More trouble could be headed Google’s way.
Roughly 60 employees, both current and former, are mulling filing a class-action lawsuit, accusing the Mountain View-based tech behemoth of sexism and income inequality, according to the Guardian.
James Finberg, a civil rights attorney handling the possible legal action, said that the women claim to earn significantly less — in terms of salaries, bonuses and stock options — than their male counterparts despite comparable qualifications and jobs.
When men bring in a higher base salary and stock options, "the big initial disparity turns into a larger and larger disparity every year," Finberg said.
Other employees described a "culture that is hostile to women," which impedes their chances for career growth, he told the Guardian.
Google has found itself embroiled in a scandal ever since engineer, James Damore, wrote a memo criticizing the company for pushing mentoring and diversity programs and for "alienating conservatives." The parts that drew the most outrage made such assertions as women "prefer jobs in social and artistic areas" and have a "lower stress tolerance" and "harder time" leading, while more men "may like coding because it requires systemizing."
However, Google's code of conduct says workers "are expected to do their utmost to create a workplace culture that is free of harassment, intimidation, bias, and unlawful discrimination." CEO Sundar Pichai said Damore, who has since been fired, violated this code.
The fallout comes as Silicon Valley faces a watershed moment over gender and ethnic diversity.
Blamed for years for not hiring enough women and minorities — and not welcoming them once they are hired — tech companies such as Google, Facebook and Uber have promised big changes.
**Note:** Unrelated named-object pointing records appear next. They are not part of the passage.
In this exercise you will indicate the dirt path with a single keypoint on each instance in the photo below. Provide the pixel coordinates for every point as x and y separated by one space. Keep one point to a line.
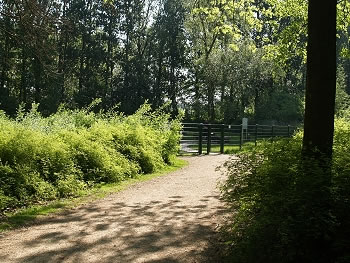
168 219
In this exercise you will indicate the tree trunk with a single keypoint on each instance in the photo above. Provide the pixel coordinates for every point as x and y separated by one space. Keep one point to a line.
320 78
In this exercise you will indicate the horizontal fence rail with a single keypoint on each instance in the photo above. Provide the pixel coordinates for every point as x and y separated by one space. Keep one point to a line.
199 137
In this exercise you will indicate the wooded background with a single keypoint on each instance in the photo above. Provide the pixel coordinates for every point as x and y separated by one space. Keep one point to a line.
218 60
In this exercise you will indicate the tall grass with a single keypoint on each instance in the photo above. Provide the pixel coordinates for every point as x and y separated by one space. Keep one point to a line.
61 155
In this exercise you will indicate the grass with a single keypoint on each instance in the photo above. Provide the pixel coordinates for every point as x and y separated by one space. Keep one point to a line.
25 216
228 149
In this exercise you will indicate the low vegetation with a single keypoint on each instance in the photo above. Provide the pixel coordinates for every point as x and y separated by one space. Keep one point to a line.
63 155
278 208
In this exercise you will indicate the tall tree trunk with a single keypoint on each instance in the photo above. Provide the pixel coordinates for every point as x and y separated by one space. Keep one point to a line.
314 180
320 78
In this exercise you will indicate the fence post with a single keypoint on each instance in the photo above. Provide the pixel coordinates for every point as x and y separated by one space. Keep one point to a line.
222 140
241 138
209 139
200 139
288 130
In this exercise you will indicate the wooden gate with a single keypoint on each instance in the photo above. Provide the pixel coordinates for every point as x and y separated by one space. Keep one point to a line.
199 137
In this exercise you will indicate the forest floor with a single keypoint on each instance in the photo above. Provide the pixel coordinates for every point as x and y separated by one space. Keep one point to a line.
173 218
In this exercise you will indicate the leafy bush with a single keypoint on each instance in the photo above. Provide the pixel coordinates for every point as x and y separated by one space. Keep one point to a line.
65 153
282 209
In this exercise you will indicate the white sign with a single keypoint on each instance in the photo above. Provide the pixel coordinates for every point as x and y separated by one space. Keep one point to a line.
245 123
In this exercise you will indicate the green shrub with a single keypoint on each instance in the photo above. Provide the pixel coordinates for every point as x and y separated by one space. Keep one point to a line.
283 210
70 151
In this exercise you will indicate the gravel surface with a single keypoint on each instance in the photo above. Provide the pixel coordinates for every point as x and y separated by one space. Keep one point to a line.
172 218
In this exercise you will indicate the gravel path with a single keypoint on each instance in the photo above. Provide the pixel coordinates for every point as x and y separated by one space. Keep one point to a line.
168 219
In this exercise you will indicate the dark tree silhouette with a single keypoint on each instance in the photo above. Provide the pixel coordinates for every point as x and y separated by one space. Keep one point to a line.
321 78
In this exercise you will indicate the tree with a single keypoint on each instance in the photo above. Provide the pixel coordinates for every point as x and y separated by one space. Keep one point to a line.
321 78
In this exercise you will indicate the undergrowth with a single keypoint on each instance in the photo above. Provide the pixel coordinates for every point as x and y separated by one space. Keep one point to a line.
282 209
43 159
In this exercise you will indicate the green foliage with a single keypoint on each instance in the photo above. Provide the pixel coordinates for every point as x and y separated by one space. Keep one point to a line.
286 208
62 155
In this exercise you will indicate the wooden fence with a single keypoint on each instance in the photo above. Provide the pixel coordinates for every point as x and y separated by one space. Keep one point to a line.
199 137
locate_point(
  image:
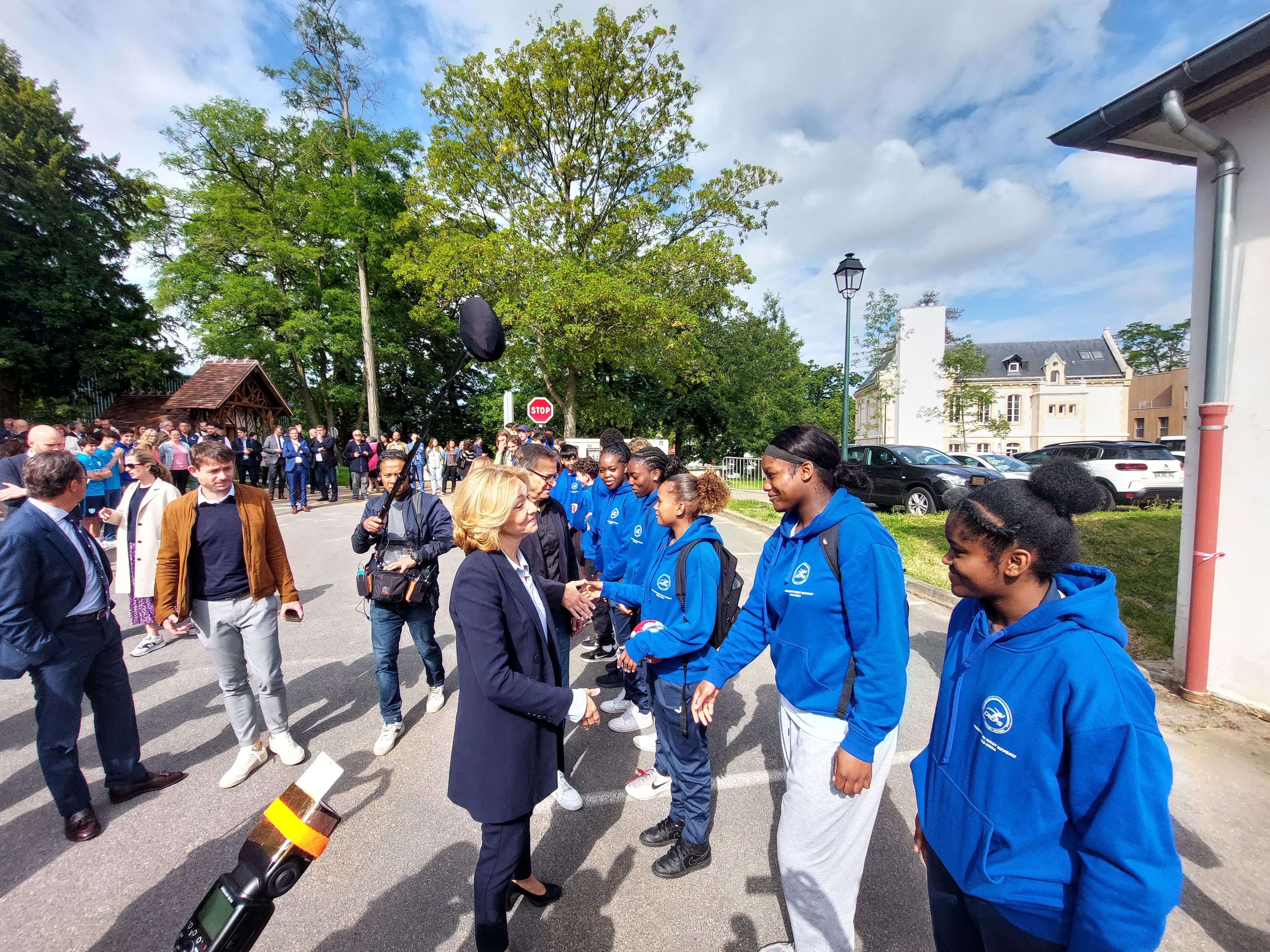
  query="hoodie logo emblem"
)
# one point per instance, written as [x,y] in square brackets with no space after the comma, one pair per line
[996,715]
These have included diversity and mentoring programs and coding classes for groups underrepresented among the companies' technical and leadership staff. Many tech companies also pledge to interview, though not necessarily hire, minority candidates.
These are the sorts of things Damore's memo railed against.
Initially shared on an internal Google network, the memo leaked out to the public over the weekend, first in bits and pieces and then in its 10-page entirety. It took a life of its own as outsiders weighed in.
With its motto, "don't be evil," Google is broadly seen as a liberal-leaning company. However, the looming class-action gender lawsuit would add onto a U.S. Department of Labor case that also claims the company has a systemic problem of underpaying women. Labor officials have further criticized Google's strict confidentiality agreements, which they say deter women from reporting the prejudicial treatment they face.
Google denies the allegations, the Guardian reported.
After speaking to half of the 60 women who may be part of the lawsuit, Finberg said gender inequity is apparent at Google.
"They are concerned that women are channeled to levels and positions that pay less than men with similar education and experience," Finberg told the Guardian.
Several women describe earning tens of thousands of dollars less than male colleagues, who are doing the same work. One estimate puts the difference at $40,000, Finberg said.
A woman told Finberg that a man joined her team with a higher salary than what she was being paid — even though she was his supervisor, the Guardian reported.
Half of the women still work for Google while more than a dozen said the rampant discrimination forced them to question their value at the Silicon Valley giant and ultimately led to them resigning.
A woman described leaving Google after being subjected to inappropriate comments about her appearance, while being refused promotions despite her efforts and achievements.
In reference to the group of women who are thinking about the class-action, a Google spokesperson told the Guardian: "Sixty people is a really small sample size. There are always going to be differences in salary based on location, role and performance, but the process is blind to gender."
For his part, Finberg told the Guardian that such a class-action lawsuit could reverberate throughout the tech industry, if the women decide to file.
"Google is not alone in Silicon Valley," he told the publication. "The goal of the case is to not only get Google to change its practices, but to encourage other Silicon Valley companies to change their pay practices as well."